Gaëlle Aggeri, a landscape engineer, spent fifteen years as head of the Landscape Design Office of the Nature and Landscape Department of the City of Montpellier, followed by ten years as national training manager for public green spaces at the National Centre for the Civil Service. Since 2015, she has been head of the natural and agricultural public spaces department at the CNFPT. At the same time, as a research associate at the Landscape Research Laboratory of the École Nationale Supérieure de Paysage (ENSP) in Versailles, she wrote the book "Inventer les villes-natures de demain : gestion différenciée, gestion durable des espaces verts" (Inventing the nature-cities of tomorrow: differentiated management, sustainable management of green spaces) for Educagri Editions in 2010, and is currently writing publications on public policies on nature in cities and governance.
After studying modern literature, Laurence Baudelet turned to ethnology and specialised in urban anthropology. She devoted her master's degree to the study of a Parisian square. She continued her training with a master's degree in urban planning focusing on the integration of community gardens into urban spaces. At the same time, in 1997, she joined the informal collective that gave rise to the shared garden movement. As an urban planning consultant working on issues related to nature in the city, in 2001 she helped found the Graine de Jardins association, the Paris region head of the LE JARDIN DANS TOUS SES ÉTATS network. She became the project coordinator and worked on supporting shared garden projects, creating municipal programmes (Main Verte in Paris) and, today, on the link between gardens and health. She is a member of the Heritage Commission, Gardens section, of the Ministry of Culture and a member of the scientific council of the Plante & Cité association.
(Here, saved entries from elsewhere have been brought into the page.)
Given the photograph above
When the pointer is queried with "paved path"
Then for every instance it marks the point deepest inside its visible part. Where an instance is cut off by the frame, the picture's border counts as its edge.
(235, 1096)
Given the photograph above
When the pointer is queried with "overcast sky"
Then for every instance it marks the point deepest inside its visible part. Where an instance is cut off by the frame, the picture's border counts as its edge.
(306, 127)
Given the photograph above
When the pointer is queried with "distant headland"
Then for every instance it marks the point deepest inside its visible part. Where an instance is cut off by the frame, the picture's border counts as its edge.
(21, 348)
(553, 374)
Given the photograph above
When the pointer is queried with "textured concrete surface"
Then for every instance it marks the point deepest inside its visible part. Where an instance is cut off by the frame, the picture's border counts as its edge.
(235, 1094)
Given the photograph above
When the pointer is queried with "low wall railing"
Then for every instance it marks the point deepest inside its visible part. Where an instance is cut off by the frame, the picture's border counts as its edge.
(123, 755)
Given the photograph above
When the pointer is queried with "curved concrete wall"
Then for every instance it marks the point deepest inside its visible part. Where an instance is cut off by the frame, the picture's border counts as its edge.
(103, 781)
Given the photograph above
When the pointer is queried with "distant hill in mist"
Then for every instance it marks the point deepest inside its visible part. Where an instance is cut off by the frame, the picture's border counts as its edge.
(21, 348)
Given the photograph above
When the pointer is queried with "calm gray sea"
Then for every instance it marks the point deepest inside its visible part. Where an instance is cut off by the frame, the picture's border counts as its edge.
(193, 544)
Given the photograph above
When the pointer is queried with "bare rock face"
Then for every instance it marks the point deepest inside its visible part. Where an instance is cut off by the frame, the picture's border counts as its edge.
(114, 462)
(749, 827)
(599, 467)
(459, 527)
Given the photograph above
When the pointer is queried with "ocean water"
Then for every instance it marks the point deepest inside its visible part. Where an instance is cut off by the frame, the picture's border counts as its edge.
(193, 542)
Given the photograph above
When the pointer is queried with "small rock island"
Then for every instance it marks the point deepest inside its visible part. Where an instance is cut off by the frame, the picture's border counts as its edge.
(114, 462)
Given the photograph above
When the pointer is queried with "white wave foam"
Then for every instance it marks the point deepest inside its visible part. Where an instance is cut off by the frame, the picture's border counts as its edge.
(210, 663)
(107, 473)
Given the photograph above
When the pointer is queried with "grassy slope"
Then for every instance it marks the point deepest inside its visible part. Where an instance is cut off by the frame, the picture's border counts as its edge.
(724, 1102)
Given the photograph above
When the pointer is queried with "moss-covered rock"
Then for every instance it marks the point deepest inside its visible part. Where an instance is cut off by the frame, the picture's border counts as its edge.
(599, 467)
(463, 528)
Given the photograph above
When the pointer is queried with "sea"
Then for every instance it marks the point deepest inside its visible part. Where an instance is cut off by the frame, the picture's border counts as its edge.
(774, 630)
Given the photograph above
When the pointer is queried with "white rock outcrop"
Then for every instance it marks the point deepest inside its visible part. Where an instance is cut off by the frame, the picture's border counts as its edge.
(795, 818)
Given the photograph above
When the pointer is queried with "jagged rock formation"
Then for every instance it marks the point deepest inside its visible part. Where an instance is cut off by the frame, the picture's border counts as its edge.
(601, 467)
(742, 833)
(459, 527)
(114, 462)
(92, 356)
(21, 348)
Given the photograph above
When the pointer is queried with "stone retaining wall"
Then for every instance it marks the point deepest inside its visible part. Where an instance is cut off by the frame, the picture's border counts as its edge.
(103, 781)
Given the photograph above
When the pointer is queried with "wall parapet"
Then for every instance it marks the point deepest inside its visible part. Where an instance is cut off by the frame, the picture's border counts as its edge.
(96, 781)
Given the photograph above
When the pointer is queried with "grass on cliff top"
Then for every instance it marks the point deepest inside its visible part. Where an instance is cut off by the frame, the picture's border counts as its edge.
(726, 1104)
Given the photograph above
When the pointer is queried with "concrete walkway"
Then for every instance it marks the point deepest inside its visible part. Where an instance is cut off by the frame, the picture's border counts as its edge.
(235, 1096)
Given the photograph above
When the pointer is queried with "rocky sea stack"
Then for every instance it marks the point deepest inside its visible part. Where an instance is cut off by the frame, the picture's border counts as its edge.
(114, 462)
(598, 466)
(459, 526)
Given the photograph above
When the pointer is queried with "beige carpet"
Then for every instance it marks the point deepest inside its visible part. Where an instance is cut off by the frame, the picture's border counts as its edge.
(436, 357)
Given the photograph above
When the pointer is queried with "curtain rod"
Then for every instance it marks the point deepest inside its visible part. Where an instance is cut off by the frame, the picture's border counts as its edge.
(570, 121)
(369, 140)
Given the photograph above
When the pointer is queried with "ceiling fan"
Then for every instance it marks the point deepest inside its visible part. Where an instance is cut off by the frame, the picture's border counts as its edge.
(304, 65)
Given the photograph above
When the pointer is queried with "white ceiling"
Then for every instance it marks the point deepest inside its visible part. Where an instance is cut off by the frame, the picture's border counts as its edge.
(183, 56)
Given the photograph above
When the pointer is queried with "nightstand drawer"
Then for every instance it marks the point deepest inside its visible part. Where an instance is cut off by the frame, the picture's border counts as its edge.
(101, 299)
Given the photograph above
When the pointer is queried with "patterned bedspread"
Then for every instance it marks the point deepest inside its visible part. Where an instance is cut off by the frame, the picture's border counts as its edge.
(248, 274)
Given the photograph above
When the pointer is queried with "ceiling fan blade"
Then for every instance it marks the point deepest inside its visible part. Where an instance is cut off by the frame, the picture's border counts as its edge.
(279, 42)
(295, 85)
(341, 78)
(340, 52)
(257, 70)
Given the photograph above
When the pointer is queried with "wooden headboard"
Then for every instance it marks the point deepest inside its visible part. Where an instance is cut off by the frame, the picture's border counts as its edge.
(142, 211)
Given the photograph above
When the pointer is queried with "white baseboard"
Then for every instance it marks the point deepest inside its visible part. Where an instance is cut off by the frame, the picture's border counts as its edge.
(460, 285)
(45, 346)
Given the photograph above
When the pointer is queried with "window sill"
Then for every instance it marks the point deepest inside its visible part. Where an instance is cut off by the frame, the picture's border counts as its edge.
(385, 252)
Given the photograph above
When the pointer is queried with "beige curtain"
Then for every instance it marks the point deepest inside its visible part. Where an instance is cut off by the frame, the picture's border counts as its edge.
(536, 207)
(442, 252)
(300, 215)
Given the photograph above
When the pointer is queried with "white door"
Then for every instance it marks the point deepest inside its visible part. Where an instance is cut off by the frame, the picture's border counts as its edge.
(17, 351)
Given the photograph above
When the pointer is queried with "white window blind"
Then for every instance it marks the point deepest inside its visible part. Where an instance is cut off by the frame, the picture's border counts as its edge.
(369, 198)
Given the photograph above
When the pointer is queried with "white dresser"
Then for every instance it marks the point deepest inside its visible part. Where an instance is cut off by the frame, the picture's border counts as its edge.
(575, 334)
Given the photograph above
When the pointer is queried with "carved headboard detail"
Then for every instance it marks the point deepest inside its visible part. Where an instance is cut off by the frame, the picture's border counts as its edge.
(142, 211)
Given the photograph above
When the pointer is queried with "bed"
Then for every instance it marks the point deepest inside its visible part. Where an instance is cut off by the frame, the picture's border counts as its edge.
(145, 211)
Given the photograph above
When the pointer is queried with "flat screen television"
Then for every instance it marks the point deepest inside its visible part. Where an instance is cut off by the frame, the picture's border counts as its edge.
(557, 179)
An engineer in nature management and geomatics at the City of Geneva's Parks and Gardens Department, he has been involved since 2016 in the analysis, evaluation and planning of projects dedicated to urban biodiversity. His expertise covers habitat ecology, differentiated management, the ecological functionality of public spaces and the operational implementation of the objectives of the Municipal Biodiversity Strategy. He also provides field expertise and contributes to the development of tools to facilitate decision-making in the field of ecological planning. Accustomed to multidisciplinary approaches involving architects, urban planners and engineers, he ensures the coherent and realistic integration of ecological issues into land use planning and the enhancement of urban natural heritage.
Nathalie Machon is a professor of ecology at the National Museum of Natural History (MNHN) in Paris, attached to the Centre for Ecology and Conservation Sciences (CESCO, UMR 7204) research unit. She heads the working group on urban biodiversity. Her current research focuses mainly on urban plant ecology and the dynamics of plant communities in cities, the study of factors that structure biodiversity in anthropised environments, and the conservation of rare plant species. She is the creator and scientific coordinator of participatory science projects related to botany, such as Sauvages de ma rue (Wild Plants on My Street) and Vigie-Flore (Flora Watch). She is the director of the DIVONA Doctoral School (MNHN – Sorbonne University) and co-director of a Master's programme dedicated to biodiversity and land use planning.